Re: Anxiety and Depression are a hell of a combo » hyperfocus

Posted by Phillipa on May 27, 2011, at 13:22:35

In reply to Anxiety and Depression are a hell of a combo, posted by hyperfocus on May 27, 2011, at 12:57:01

Excellent. Phillipa

 

Re: Anxiety and Depression are a hell of a combo » hyperfocus

Posted by SLS on May 27, 2011, at 13:25:17

In reply to Anxiety and Depression are a hell of a combo, posted by hyperfocus on May 27, 2011, at 12:57:01

The Universe is never at equilibrium. That's what entropy is all about. Open systems can maintain an equilibrium, but at the cost of the encompassing closed system. There is no free lunch.


- Scott

 

Re: Anxiety and Depression are a hell of a combo » SLS

Posted by hyperfocus on May 27, 2011, at 13:56:04

In reply to Re: Anxiety and Depression are a hell of a combo » hyperfocus, posted by SLS on May 27, 2011, at 13:25:17

>The Universe is never at equilibrium. That's what entropy is all about. Open systems can maintain an equilibrium, but at the cost of the encompassing closed system.
I recall reading somewhere that the evolution of life violates thermodynamic principles - something about generating more information than you start with. There are people like Roger Penrose who believe that consciousness is a quantum phenomenon and can't be explained for a number of reasons by classical physics.

>There is no free lunch.
I'd say it depends on where you want to eat. Which would you choose - happiness or wisdom?

 

Re: Anxiety and Depression are a hell of a combo » Phillipa

Posted by hyperfocus on May 27, 2011, at 13:56:32

In reply to Re: Anxiety and Depression are a hell of a combo » hyperfocus, posted by Phillipa on May 27, 2011, at 13:22:35

Thanks Phillipa.

 

Re: Anxiety and Depression are a hell of a combo » hyperfocus

Posted by sleepygirl2 on May 27, 2011, at 16:40:38

In reply to Re: Anxiety and Depression are a hell of a combo » SLS, posted by hyperfocus on May 27, 2011, at 13:56:04

And so it might be with you :-) .....
Evolving in spite of what has been dealt to you.
I wish you peace, freedom from shame. Shame is a tough burden.

 

Re: Anxiety and Depression are a hell of a combo

Posted by torrid on May 27, 2011, at 18:42:38

In reply to Anxiety and Depression are a hell of a combo, posted by hyperfocus on May 27, 2011, at 12:57:01

while reading your first paragragh I felt like I was the author, I call it chasing my tail. I never stand idle yet nothing every gets done, I live in fear of all the mistakes I've made coming back to remind me again what I failed to do right. getting the mail is always a panic, my forgotten mistake always seem to be in the mail. it's like a bomb went off in my life and I'm runnig around trying to catch the pieses before they hit the ground, or when you lean back in your chair and that monent that you realized that you lost your balance and are falling backward and remain stuck in that moment, never getting the relief of hitting the ground. after the first paragraph I no longer felt like the author.

 

Re: Anxiety and Depression are a hell of a combo » hyperfocus

Posted by floatingbridge on May 28, 2011, at 4:26:01

In reply to Anxiety and Depression are a hell of a combo, posted by hyperfocus on May 27, 2011, at 12:57:01

What if wisedom was a subset of happiness?

When I am deeply mired, I pray things like this:*

May I be free from danger.
May I know safety.
May I have mental happiness.
May I have physical happiness.
May I be free from shame
May I have ease of well-being.

*Sharon Salzberg

It's corny, but I wish it for you. I say phrases like this before bed. In your thirst for goodness, you are really already beyond shame. You can be in the labrynth and held in the lap of love all at once.
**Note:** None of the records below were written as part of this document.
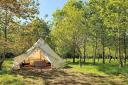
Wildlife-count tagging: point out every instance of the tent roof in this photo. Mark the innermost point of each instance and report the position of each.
(55, 60)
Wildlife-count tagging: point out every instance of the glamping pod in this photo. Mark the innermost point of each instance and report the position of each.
(39, 55)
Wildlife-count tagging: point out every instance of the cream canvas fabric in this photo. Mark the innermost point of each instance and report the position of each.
(48, 53)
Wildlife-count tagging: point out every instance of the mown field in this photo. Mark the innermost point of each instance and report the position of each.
(73, 74)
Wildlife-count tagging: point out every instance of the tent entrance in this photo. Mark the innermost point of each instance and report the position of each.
(36, 59)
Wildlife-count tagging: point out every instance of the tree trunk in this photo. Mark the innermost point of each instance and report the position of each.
(80, 62)
(94, 57)
(125, 51)
(119, 49)
(103, 55)
(73, 56)
(5, 38)
(110, 57)
(84, 51)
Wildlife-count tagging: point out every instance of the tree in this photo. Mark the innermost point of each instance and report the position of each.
(12, 9)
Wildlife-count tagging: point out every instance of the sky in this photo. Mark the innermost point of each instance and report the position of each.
(49, 6)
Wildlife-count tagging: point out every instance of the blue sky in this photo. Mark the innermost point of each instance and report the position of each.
(49, 6)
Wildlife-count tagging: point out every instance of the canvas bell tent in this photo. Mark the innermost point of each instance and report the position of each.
(39, 55)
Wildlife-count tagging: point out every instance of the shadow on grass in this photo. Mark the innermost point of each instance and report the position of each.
(53, 77)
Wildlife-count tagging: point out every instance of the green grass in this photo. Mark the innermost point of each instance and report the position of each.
(9, 78)
(88, 74)
(99, 68)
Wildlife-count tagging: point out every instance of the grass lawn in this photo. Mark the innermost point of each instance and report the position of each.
(88, 74)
Your posts make a posotive difference in my life. I can't be alone in that feeling. And you write so beautifully and full of fire. Maybe there are some good plans for you that you overlooked when you made your list. Don't think I am ignorant of regret. Deep regret. But I know flowers and all sorts of useful, beautiful
plants grow from sh*t and dirt.

Blessings from the great spaghetti monster :)

Do you know Yeats's Crazy Jane poems?